Surprisingly upbeat US corporate results, robust economic expansion in China and a blistering rebound in export-driven Singapore last week helped erase the disappointment over the annual budget and propelled the top-30 Sensex up 9.2 per cent, the biggest weekly rise since late May.
"There is room for upside in India," Mark Mathews, Asia-Pacific strategist at Fox-Pitt Kelton, told CNBC TV-18. "India will grow more than seven per cent this year."
He said the Sensex's correlation to S&P at slightly over 50 per cent was very low and indicated a positive outlook.
"I think the only other country with such a low stock market correlation is Malaysia and that is good," he said.
Grace Tam, vice president of investment services at JPMorgan Asset Management, said last week the fund manager favours China, India and Indonesia.
"Asia is one of the few regions that can support growth," she said in Hong Kong. "We are actually raising some cash to buy the stocks we like, especially those domestic-related stocks like property, financials, retailers and infrastructure-related stocks."
The Sensex has risen more than 80 per cent from its 2009 low in March and trades at a multiple of nearly 17 times reported earnings, compared with 8.8 times four months ago.
Quarterly earnings were a mixed bag, but there were more positives. Bajaj Auto, the second-biggest maker of motorcycles besides scooters and autorickshaws, reported a two-third jump in profit, while HDFC Bank said its April-June profit climbed almost a third.
Larsen & Toubro, the country's largest construction and engineering company, tripled its quarterly profit on the back of one-time gain from its holding in UltraTech Cement to the Aditya Birla Group and said it expected order inflow to pick up after a quarter when the government steps up spending on infrastructure.
Foreigners led the buyers back after the Sensex had tumbled 9.4 per cent the week before in its biggest weekly slide in eight months. They bought shares worth about $430 million (Dh1.5 billion) last week, taking their net purchases to $6.1 billion since the start of January, compared with outflows of over $13 billion in 2008.
The government said it would borrow another Rs1.1 trillion till September, which would add up to Rs2.99 trillion in the first half including amounts already raised since April. This would leave only Rs1.52 trillion for the remainder of 2009-10 for the full-year target of Rs4.51 trillion. "Our expectation is that the borrowing programme is not going to put pressure on bond yields; at best it could be marginal," Finance Secretary Ashok Chawla said on Friday.
The government is also quietly speeding up divestment plans, with power producer NHPC Ltd expected to hit the market with its initial public offer in early August, followed by Oil India Ltd.
A flurry of share sales from the private sector are also readying for launch over the next few weeks - and these could pose a threat to the secondary market as investor funds are diverted to the new offerings.
Copper producer Sterlite Industries, which is majority-owned by London-based mining group Vedanta, last week raised $1.5 billion through a sale of American Depositary Shares.

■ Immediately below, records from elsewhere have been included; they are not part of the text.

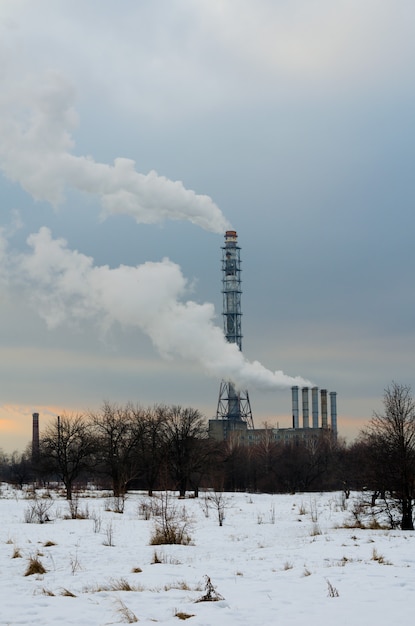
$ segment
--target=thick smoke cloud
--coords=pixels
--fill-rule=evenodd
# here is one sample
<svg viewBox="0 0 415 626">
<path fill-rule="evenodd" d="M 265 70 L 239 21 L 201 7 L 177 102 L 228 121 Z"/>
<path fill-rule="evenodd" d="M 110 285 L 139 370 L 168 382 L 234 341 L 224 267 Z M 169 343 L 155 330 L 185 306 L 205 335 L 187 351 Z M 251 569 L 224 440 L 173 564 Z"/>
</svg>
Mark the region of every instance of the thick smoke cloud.
<svg viewBox="0 0 415 626">
<path fill-rule="evenodd" d="M 35 199 L 58 205 L 66 188 L 99 198 L 107 214 L 124 213 L 140 223 L 188 220 L 223 233 L 230 225 L 208 196 L 156 172 L 141 174 L 129 159 L 113 165 L 76 156 L 74 92 L 58 74 L 9 81 L 0 95 L 0 167 Z M 2 239 L 0 255 L 6 256 Z M 31 252 L 8 253 L 11 278 L 25 289 L 49 327 L 70 320 L 94 320 L 105 331 L 118 323 L 146 333 L 161 355 L 196 362 L 209 374 L 239 387 L 273 389 L 307 384 L 248 362 L 215 325 L 212 304 L 186 300 L 187 281 L 165 258 L 138 267 L 96 266 L 91 257 L 69 250 L 43 227 L 27 241 Z"/>
<path fill-rule="evenodd" d="M 180 181 L 155 171 L 141 174 L 131 159 L 117 158 L 108 165 L 75 156 L 74 99 L 72 87 L 56 73 L 19 84 L 9 81 L 0 95 L 0 167 L 8 178 L 55 206 L 71 187 L 96 196 L 105 214 L 127 214 L 139 223 L 171 219 L 215 233 L 229 228 L 209 196 L 186 189 Z"/>
<path fill-rule="evenodd" d="M 239 387 L 275 389 L 308 384 L 250 363 L 214 324 L 210 303 L 185 300 L 187 281 L 169 259 L 137 267 L 95 266 L 93 259 L 67 248 L 41 228 L 28 239 L 32 252 L 14 259 L 26 288 L 36 285 L 32 301 L 50 327 L 68 319 L 93 319 L 103 329 L 114 323 L 146 333 L 164 357 L 181 357 L 212 376 Z"/>
</svg>

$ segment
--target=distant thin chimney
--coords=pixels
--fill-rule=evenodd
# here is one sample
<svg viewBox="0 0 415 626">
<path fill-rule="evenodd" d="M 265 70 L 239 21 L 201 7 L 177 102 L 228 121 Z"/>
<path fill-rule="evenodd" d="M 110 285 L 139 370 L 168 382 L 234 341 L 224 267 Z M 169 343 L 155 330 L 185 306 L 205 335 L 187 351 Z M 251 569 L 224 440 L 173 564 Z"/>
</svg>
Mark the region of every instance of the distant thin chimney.
<svg viewBox="0 0 415 626">
<path fill-rule="evenodd" d="M 39 413 L 33 413 L 32 418 L 32 461 L 36 461 L 39 458 Z"/>
</svg>

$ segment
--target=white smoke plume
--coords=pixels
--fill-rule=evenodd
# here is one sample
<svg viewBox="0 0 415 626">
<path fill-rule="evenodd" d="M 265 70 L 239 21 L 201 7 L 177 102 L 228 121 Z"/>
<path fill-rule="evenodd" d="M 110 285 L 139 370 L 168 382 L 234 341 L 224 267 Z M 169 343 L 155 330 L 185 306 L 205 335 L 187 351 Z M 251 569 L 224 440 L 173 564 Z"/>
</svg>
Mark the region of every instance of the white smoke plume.
<svg viewBox="0 0 415 626">
<path fill-rule="evenodd" d="M 181 181 L 141 174 L 131 159 L 108 165 L 74 155 L 74 100 L 73 88 L 57 73 L 7 81 L 0 94 L 0 168 L 10 180 L 54 206 L 70 187 L 96 196 L 104 214 L 127 214 L 139 223 L 188 220 L 215 233 L 230 227 L 209 196 Z"/>
<path fill-rule="evenodd" d="M 0 92 L 0 168 L 9 179 L 52 205 L 73 188 L 96 196 L 105 213 L 128 214 L 140 223 L 188 220 L 216 233 L 230 227 L 210 197 L 179 181 L 154 171 L 141 174 L 129 159 L 108 165 L 76 156 L 74 95 L 56 73 L 7 81 Z M 46 227 L 32 234 L 28 244 L 31 253 L 8 254 L 9 275 L 27 289 L 50 327 L 68 318 L 92 319 L 104 330 L 119 323 L 141 329 L 163 356 L 197 362 L 239 387 L 307 384 L 248 362 L 215 325 L 213 305 L 185 299 L 187 281 L 169 259 L 138 267 L 98 267 L 91 257 L 69 250 L 65 240 L 53 239 Z M 4 245 L 1 254 L 6 256 Z"/>
<path fill-rule="evenodd" d="M 208 374 L 240 388 L 309 384 L 247 361 L 214 324 L 212 304 L 184 300 L 187 281 L 169 259 L 137 267 L 98 267 L 91 257 L 69 250 L 65 240 L 53 239 L 45 227 L 28 243 L 32 252 L 15 258 L 15 271 L 28 286 L 36 285 L 32 298 L 50 327 L 68 317 L 94 319 L 104 328 L 118 322 L 141 329 L 163 356 L 197 362 Z"/>
</svg>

The proceeds, the company said, would be used to fund its power projects and expansion in India.
Ahmedabad-based Adani Power is set to open an IPO of over 300 million shares on July 28 and hopes to raise about $680 million. The company is building two power plants with a capacity of 6,600 megawatts in western India.
Energy companies could raise about $3 billion this year, Angel Broking said, as utilities build power plants to bridge huge shortages. Peak-hour electricity shortfalls are estimated to reach 12.6 per cent in 2009-10 from 11.9 per cent last year, the Central Electricity Authority said.
Big companies reporting earnings this week include Reliance Industries, Bharti Airtel, ICICI Bank, Oil and Natural Gas Corp and Maruti Suzuki.